Copy some paragraph from this website and paste it there, you’ll be surprised how well this transform groups together characters.
This is because of the lexicographic sort, if inside a message there are many occurrences of words like “the”, every single one of them will be grouped after shifting.
Because sorting is not the fastest known algorithm, usage of BWT is very low, you only find them in things like bzip or programs that win the Hutter’s Prize.

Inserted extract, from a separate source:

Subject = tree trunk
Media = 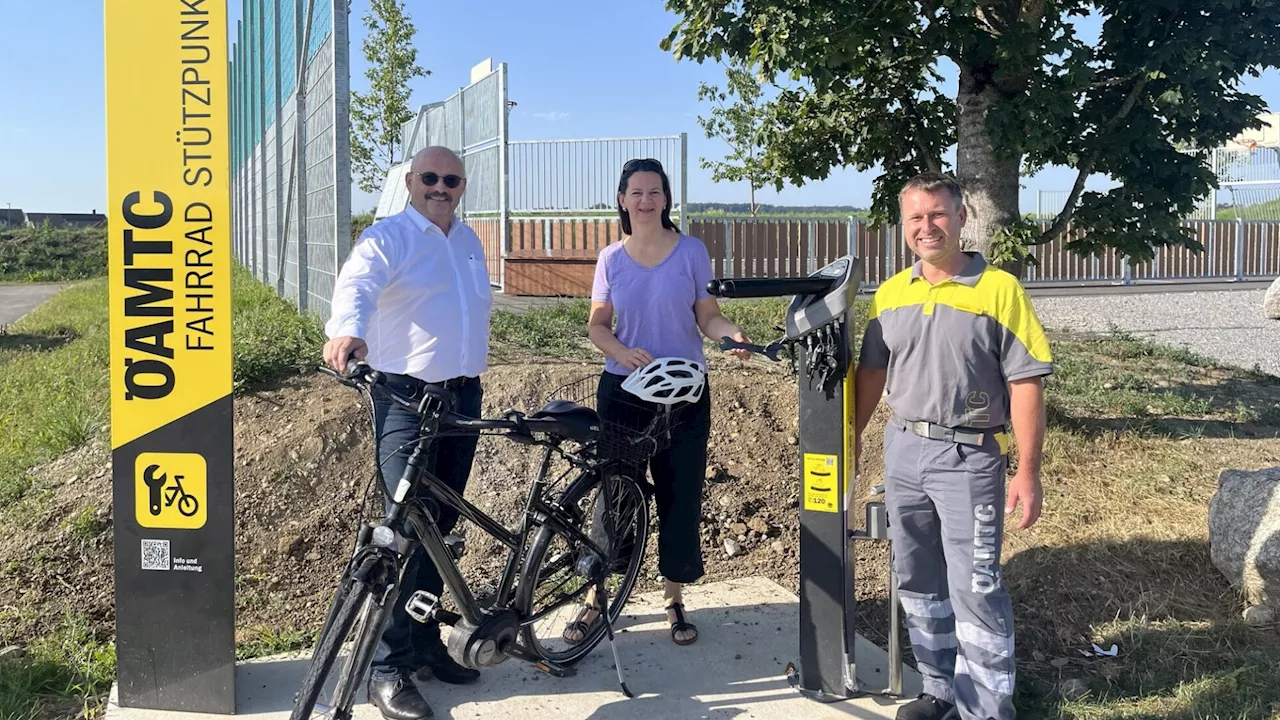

It does not mean that people do not recognize how great this transform is, projects like bzip3 claim to use BWT and achieve impressive results.
People like Charles Bloom even wrote about how to speed up the inverse transform of BWT, so if you’re interested in coding a semi-serious implementation have a look.
How to use these parts
Right now you might think that you can easily mix and match different parts, like: first apply a BWT and later do a LZ77 and after which perform a entropy coding stage using ANS. And you’re right, but don’t be fooled into thinking that designing data compression algorithms is easy. DEFLATAE for example uses values above 256 in the Huffman decoded stream to indicate that there is a LZ77 match in the pipeline. lz4 will for each entry emit a pair of literals array and afterward an LZ match. zstd will for example compress a Canonical Huffman Tree using weights with FSE and use that Huffman Tree to decode four streams and later stitch them back together afterward it will decode LZ matches encoded using FSE and perform an inverse transform on the stitched data. As you can see, the amount of complexity and clever tricks grows and grows, and as with any architecture, the decisions are not arbitrary. For field-tested compressors, these decisions were carefully selected to align with the goals of the given compressors. If you want to understand this more deeply try to implement an lz4 decoder using its spec, it’s really easy and great fun.